Mateusz Zborowski: Po walce Mateusza Masternaka z Kalengą doszło do waszego spięcia w studiu Polsatu. Czy ta słowa utarczka to już pierwszy trash-talking przed walką Janik-Masternak II?
Łukasz Janik: Mam nadzieję, że tak. W mediach aż huczy od tego, żeby zorganizować nam rewanż. Pojawiła się nawet sonda, w której już ponad 86 procent głosujących jest za naszą drugą konfrontacją. Na facebooku pojawił się nawet fanpage promujący pomysł stoczenia drugiej walki z Masternakiem. Minęło dopiero kilkanaście godzin od porażki Mastera z Kalengą, a już jest takie poruszenie. Mam nadzieję, że całe to nakręcanie w mediach doprowadzi do tego, że Masternak powie tak.
Czyli jak rozumiem ty już decyzję podjąłeś?
- Tak! Już dawno temu chciałem rewanżu, bo po prostu go zlekceważyłem. Dla mnie jest to sprawa honoru. Nie ma co ukrywać, że boks to biznes i każdemu z nas musi się to opłacać. Fajnie, by było zawalczyć z Masternakiem na Polsat Boxing Night. Ja w dalszym ciągu mam do siebie żal, że przed pierwszą walką nie potraktowałem poważnie Mateusza, byłem do niej źle przygotowany mentalnie i walka wyglądała jak wyglądała.
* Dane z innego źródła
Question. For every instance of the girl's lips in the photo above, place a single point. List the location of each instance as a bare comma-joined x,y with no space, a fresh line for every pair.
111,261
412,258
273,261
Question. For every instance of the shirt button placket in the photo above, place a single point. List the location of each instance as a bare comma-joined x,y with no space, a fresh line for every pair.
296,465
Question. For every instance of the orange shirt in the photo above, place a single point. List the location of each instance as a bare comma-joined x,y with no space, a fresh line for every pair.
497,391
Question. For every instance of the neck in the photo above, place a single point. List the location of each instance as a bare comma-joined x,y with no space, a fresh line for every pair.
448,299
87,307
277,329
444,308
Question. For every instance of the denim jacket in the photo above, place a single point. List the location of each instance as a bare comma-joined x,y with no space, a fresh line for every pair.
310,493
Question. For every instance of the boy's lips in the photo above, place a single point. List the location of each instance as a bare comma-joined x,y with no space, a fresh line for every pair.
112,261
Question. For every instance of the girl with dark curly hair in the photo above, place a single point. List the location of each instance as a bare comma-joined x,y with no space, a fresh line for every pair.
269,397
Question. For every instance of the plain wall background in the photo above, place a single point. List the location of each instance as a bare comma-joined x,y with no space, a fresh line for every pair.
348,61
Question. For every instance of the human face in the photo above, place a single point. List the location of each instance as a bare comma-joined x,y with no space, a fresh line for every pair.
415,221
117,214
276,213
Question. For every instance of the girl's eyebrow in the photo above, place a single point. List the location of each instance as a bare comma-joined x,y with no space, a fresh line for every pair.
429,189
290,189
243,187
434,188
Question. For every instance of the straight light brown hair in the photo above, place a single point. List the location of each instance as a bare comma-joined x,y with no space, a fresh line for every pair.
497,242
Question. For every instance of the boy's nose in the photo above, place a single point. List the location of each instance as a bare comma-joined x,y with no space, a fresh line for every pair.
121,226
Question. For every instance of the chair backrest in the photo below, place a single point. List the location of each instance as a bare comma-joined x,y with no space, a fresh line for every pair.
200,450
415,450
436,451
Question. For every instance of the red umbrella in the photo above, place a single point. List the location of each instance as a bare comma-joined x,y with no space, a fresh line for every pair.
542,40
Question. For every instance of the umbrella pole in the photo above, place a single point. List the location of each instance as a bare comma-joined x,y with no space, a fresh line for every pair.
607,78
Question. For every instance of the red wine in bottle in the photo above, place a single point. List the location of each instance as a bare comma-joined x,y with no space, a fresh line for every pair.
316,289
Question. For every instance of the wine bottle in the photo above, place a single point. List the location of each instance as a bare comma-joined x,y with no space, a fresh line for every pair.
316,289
Chyba siedzi ci to mocno w pamięci?
- Dokładnie tak. Pamiętam to jakby było wczoraj. Pamiętam jak trener Łapin krzyczał w piątej rundzie: Łukasz zejdź z linii ciosu, a ja zamiast wykonywać polecenia, to zacząłem myśleć: "Trener Łapin, nie mogę go zawieść! Nie mogę przegrać". W tym czasie z automatu nie kontrolując uderzyłem lewy sierp opuszczając przy tym prawą rękę i Mateusz to wykorzystał. Dla mnie to był szok, bo nawet nie widziałem ciosu. W pierwszej rundzie było podobnie, gdy usłyszałem głos swojego brata Rafała i uciekłem myślami do jego osoby, a w ringu to jest niedopuszczalne. Zacząłem nawet przełamywać Masternaka, ale sędzia Kromka po drugim nokdaunie przerwał walkę i odesłał mnie do narożnika. Musiałem zejść z ringu jako przegrany i dużo mnie to kosztowało. I teraz chyba jest odpowiedni moment na rewanż. Mateusz przegrał dwie większe walki, ale też nie chciałbym, żeby to wyglądało, że nagle chce się odegrać kiedy widzę Masternaka w słabej formie. Ja do tego dążę już od dawna, ale Master powiedział, że nie ma po co mi dawać rewanżu. On jednak przegrał z Drozdem, a ja zrobiłem dobra walkę w Stanach z Afolabim i niewiele brakowało żebym wygrał. Wystarczyło trochę więcej doświadczenia, albo kilku dni dłużej w USA, bo to był zbyt krótki czas na aklimatyzację. Przez te cztery dni praktycznie nie spałem. Mimo wszystkich przeciwności losu z mocno rozciętymi łukami brwiowymi walczyłem do samego końca i szukałem szansy na wygraną.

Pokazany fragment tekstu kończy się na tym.